Sunday, April 12, 2009

Views from the City: Semana Santa

Seeing that I live in a predominantly Catholic Country, Holy Week is an incredibly important holiday for many Spaniards for various reasons. On a secular level, educational institutions grant their students a week's vacation while firms and public institutions will shut down on Holy Thursday and Good Friday for that week.

On a religious level, the holiday marks the return of the procesiónes, processions, that form the foundation of the Holy Week celebrations of Spain. The processions have various components that deserve some attention. At the center of each procession is a paso, a statue or image of the Virgin Mary or Jesus in the midst of the passion, crucified, or buried in his sepulchre that rests on a trono, a throne. These images have distinct names and historic assocition with a particular civil group, parish, or brotherhood that takes on the task of organzing the process each year.

A paso being crowned by a priest


Members of civic groups, brotherhoods, and parishes carry these images while bands consisting of woodwinds, brass horns, and drums play solemn music accompany them as they travel along a set path in the city. The age of the participants is quite diverse among the cadre of musicians in these processions. It appeared that older men dressed in military garb tend to lead the processions with elderly women wearing mantillas walking at their side.

A group of drummers from a procession on Easter Sunday

In many cases, the individuals carrying the image are dressed in nazarenos, which consist of a capirote, a mask with a conical tip and a long robe. Although many Americans associate this garb with the KKK - ironically, an anti-Catholic organization - the uniform came from medival Spain where individuals would wear these garments as a means to repent for their sins while remaining anonymous. The color of the nazarenos various from procession to procession, often time reflecting a group's historic use of a color for cultural and religious reasons.

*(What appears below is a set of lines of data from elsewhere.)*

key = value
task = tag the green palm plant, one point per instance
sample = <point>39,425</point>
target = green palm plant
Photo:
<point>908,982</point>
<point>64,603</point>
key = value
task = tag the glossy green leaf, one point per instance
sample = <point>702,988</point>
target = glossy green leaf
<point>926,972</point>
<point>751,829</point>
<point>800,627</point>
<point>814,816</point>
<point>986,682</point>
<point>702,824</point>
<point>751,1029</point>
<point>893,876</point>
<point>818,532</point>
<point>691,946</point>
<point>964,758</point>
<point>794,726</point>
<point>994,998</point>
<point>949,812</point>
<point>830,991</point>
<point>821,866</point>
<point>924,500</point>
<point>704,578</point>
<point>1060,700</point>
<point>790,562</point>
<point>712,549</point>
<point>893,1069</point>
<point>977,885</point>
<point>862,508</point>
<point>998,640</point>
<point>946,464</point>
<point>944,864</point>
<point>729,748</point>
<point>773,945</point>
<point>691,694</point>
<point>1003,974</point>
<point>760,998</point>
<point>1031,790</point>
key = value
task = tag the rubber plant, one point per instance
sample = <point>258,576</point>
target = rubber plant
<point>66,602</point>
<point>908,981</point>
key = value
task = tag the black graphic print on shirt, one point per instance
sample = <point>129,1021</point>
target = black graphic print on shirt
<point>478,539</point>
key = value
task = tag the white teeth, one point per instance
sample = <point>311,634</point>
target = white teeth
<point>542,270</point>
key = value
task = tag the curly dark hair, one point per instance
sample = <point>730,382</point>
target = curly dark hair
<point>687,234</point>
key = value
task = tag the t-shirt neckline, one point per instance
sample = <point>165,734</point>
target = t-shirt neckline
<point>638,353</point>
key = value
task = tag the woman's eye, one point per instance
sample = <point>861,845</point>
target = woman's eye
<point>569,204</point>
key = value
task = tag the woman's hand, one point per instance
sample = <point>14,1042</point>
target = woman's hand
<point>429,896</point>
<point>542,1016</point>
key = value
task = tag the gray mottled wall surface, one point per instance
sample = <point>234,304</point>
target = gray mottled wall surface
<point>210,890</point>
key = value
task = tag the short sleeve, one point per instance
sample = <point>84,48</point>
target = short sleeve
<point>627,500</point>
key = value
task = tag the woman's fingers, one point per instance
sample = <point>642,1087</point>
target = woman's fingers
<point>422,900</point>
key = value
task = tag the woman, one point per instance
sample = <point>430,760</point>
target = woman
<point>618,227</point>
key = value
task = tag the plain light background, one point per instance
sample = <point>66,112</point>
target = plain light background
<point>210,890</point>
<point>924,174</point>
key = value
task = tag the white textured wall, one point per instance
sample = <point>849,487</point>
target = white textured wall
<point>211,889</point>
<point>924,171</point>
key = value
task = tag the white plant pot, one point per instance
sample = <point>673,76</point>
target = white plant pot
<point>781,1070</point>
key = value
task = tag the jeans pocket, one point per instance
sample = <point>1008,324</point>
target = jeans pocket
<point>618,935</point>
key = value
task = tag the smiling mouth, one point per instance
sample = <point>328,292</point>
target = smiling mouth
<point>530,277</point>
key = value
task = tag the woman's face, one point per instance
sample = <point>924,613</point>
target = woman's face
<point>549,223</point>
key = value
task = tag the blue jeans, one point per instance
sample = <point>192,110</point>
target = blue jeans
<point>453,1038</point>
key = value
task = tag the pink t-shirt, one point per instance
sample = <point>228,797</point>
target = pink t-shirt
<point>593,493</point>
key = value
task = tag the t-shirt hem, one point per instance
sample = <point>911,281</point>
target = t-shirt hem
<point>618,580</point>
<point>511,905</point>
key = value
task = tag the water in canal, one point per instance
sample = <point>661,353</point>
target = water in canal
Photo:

Individuals wearing the nazarenos

In Madrid, where I witnessed this event, the processions travel along a path in the city center that includes the historic main square, plaza mayor, and the streets along Sol, the center of the city. The pace is slow; the procession will walk for five minutes before stopping in place for a while to allow the men dressed in the nazarenos to rest. This practice also allows bystanders to focus on other processions that are moving ahead or walking behind the group. Once the procession is over, the participants carry the image to a Church in the city center for display as bystanders either follow the image or return to the path to watch another procession.


In other cities such as Sevilla, which is famous for its Holy Week processions, the groups travel around the Cathedral from neighborhoods around the city in a coordinated act of piety that engulfs the city's streets in a sea of bystanders and participants carrying the images, many of which trace back hundreds of years.

It is a truly moving sight, considering the solemn nature of the proceedings and the restraint grief that grips the faces of the participants in the processions. Given that mass displays of religious devotion is not a common sight in the public sphere in the States, moreover, these processions give us a dramatic glimpse into the the complex relationship between the Catholic Church and Spain's civil society that has shaped its culture since the Middle Ages.